I’m working and learning on the topic of Document-level NMT. I recently read about Doc2vec algorithm to represent documents as embedgings
My question might be naive, but would it be a good idea or even a reasonable idea to add document embedding to a transformer in order to bring some context information ?
I’m not even thinking of a practical implementation but I want to know if it is a stupid assumption to think of Document Level traduction in this way
I haven’t read the publication yet but I guess doc2vec might be difficult to add to a translation model because you need to make an inference to get a document vector for each new document before translation
I don’t know opennmt enough to know if it is reasonable idea to implement, and also if the document vector would not be too costly to compute
Also what do you think of alternatives like Elmo to get word embeddings with sentence context ?
doc2vec provides you an embedding for an entire document (or batch of sentences) capturing in this way the document context information.
You can always get this document representation as a first step before starting the translation process of your document, either with a transformer or a RNN encoder-decoder based system, where you can introduce modifications to take into account this document vector representation.
Also, you can play around with the wide of the context you use, taking into account document entire context or batch context, thinking on how topic can vary inside the same document.

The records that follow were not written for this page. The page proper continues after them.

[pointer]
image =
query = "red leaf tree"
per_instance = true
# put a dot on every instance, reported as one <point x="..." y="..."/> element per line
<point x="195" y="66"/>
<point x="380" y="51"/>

As far as I know, Elmo embeddings only capture sentence context, this is, they ignore inter-sentence information. Recall that the NMT systems do handle inter-sentence context from how they build the source sentence representations before passing this info to the decoder. However, I am not aware of any approach that used ElMo embeddings to check if changing this word representations can help systems to better manage some sentence context information.
I am quite interested in document-level MT so, feel free to write me a pm any time to keep on discussing/talking on this topic.